DOMA: House GOP seeks lead role
on Feb 22, 2013 at 4:36 pm
The Republican leaders of the House of Representatives urged the Supreme Court on Friday to cast aside the Obama administration’s appeal on the constitutionality of the federal Defense of Marriage Act, though that already has been granted review, and to then take on the dispute in the GOP chiefs’ own case in defense of the law.
In a brief answering jurisdictional questions raised by the Court when it took on the DOMA dispute, the House’s Bipartisan Legal Advisory Group (BLAG) argued that it has a right under the Constitution’s Article III to be in court in DOMA cases. It noted that the administration has stopped defending the law and instead is attacking it.
(BLAG is a five-member panel with three Republicans and two Democrats. The brief noted that all five support Article III standing for the panel, but the Democrats do not support the GOP members’ defense of DOMA. It is not clear that the Democrats support the plea to put aside the government appeal.)
The new filing also contended that the New York woman who was at the center of the case the Court is reviewing does not have a right to appeal. Both the administration and Ms. Windsor won in lower courts, getting everything that they wanted out of the controversy, and thus have given up their right to pursue the case in the Supreme Court.
“Without the House’s participation,” the document said, “it is hard to see how there is any case or controversy here at all. Both Ms. Windsor and the executive agree that DOMA is unconstitutional and that Ms. Windsor was entitled to a refund [for an estate tax she paid]. And the lower courts granted them all the relief they requested. Only the House’s intervention provides the adverseness that Article III demands.”

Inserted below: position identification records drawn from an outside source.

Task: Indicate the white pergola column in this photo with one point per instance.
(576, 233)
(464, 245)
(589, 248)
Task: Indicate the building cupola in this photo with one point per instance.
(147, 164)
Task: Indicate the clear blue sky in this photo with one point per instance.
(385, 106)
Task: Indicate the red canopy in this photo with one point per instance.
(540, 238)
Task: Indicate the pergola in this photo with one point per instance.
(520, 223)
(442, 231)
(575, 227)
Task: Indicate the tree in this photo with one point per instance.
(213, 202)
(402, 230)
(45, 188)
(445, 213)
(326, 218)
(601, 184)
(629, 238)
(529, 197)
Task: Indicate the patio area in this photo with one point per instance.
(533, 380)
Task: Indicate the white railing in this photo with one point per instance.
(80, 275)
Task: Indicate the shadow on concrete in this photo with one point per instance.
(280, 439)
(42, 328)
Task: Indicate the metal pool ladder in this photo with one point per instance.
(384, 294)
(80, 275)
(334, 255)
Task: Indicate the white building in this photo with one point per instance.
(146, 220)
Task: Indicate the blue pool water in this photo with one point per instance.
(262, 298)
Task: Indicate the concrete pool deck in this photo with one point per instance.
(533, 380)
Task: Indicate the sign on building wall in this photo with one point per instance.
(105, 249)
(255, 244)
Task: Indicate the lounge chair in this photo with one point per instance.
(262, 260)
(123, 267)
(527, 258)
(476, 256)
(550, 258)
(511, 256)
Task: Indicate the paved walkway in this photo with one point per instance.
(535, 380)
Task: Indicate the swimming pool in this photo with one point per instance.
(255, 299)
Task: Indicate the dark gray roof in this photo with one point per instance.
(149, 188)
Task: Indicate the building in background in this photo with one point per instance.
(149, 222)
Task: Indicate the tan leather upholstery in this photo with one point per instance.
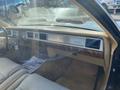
(14, 77)
(37, 82)
(7, 68)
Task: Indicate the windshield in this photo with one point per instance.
(63, 13)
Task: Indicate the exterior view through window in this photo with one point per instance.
(52, 45)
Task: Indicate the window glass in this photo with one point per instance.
(47, 13)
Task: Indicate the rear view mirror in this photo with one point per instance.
(13, 9)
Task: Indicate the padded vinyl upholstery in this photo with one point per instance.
(37, 82)
(14, 77)
(7, 68)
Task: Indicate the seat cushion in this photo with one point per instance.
(7, 68)
(37, 82)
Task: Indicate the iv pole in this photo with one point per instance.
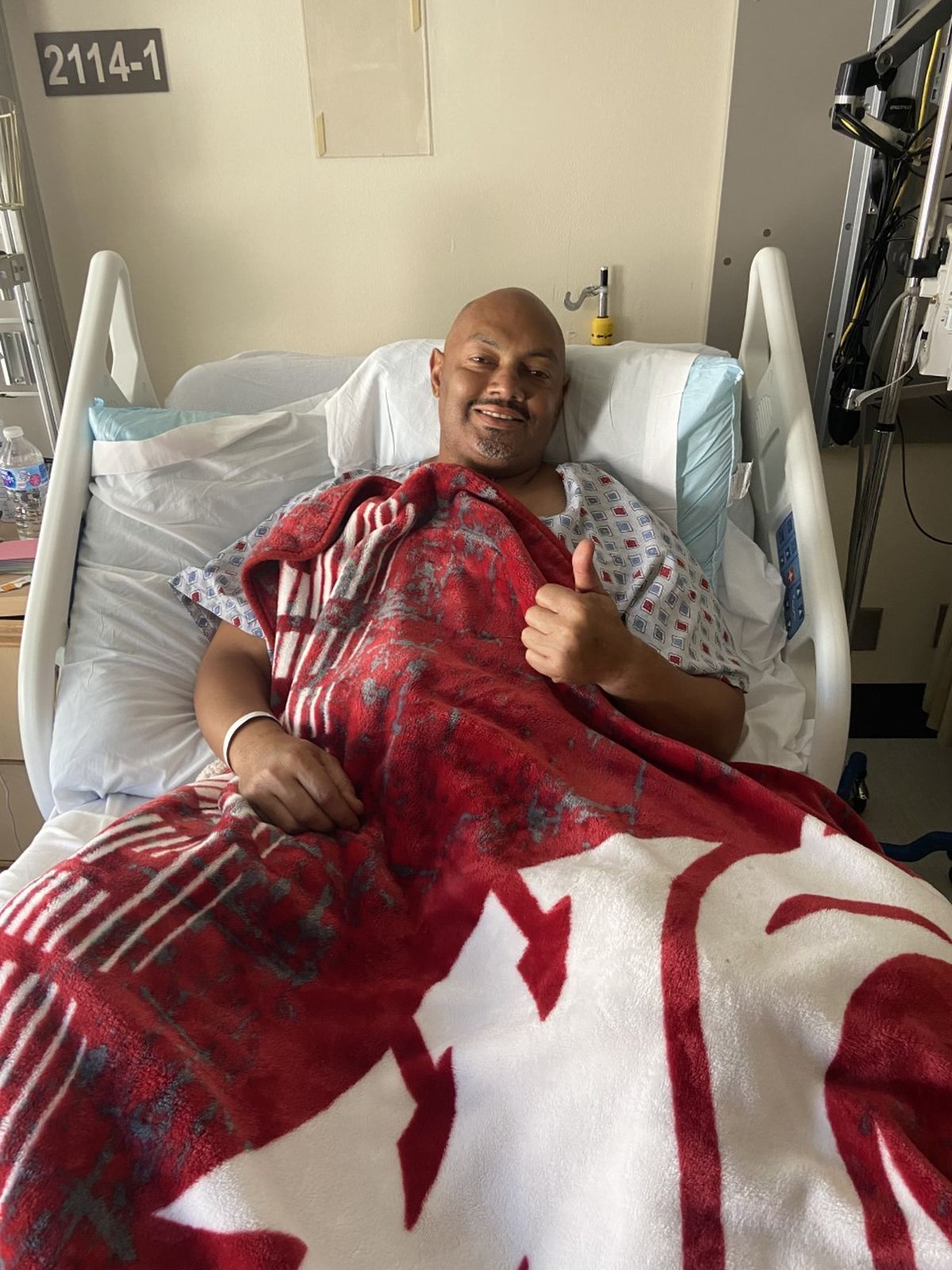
(879, 67)
(17, 273)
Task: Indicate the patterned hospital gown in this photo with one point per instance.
(660, 591)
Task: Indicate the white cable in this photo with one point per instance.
(877, 344)
(240, 723)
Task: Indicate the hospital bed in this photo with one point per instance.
(785, 514)
(571, 994)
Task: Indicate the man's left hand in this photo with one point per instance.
(578, 637)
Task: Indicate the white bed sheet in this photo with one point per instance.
(61, 837)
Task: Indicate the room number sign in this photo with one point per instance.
(83, 63)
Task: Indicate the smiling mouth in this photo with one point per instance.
(498, 417)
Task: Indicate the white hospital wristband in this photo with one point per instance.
(240, 723)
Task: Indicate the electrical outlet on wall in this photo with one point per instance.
(866, 630)
(941, 614)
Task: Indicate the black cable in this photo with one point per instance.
(932, 537)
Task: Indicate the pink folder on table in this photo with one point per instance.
(19, 549)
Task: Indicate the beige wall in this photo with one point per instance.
(566, 137)
(909, 577)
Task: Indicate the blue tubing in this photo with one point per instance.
(912, 851)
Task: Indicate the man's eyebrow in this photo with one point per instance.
(536, 352)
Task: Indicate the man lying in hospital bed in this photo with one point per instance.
(571, 992)
(670, 667)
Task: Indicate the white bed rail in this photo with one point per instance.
(108, 364)
(780, 437)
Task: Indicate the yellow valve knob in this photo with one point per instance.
(602, 330)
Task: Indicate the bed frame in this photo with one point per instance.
(778, 438)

The legal advisory panel, treating its membership as the representative of the full House of Representatives, said that the House “has a concrete interest in ensuring that its passage of DOMA is not completely nullified by a binding judicial determination.” That would impose “a direct injury on the House,” and that could be remedied by a ruling by the Justices upholding DOMA, it added, commenting: “Article III requires no more.”
With the Administration and Ms. Windsor without a right to appeal, in the House GOP view, the brief said that there remains “a party aggrieved” by the Second Circuit’s decision striking down DOMA’s ban on federal benefits for same-sex marriages. “That party is, of course, the House,” the brief said.
If the Court accepts its views on the jurisdictional points, the brief said, “the proper course is clear”: the Court should dismiss the government’s petition (docket 12-307) and grant the House’s own separate petition (docket 12-785) “as the vehicle to resolve the question of DOMA’s constitutionality.”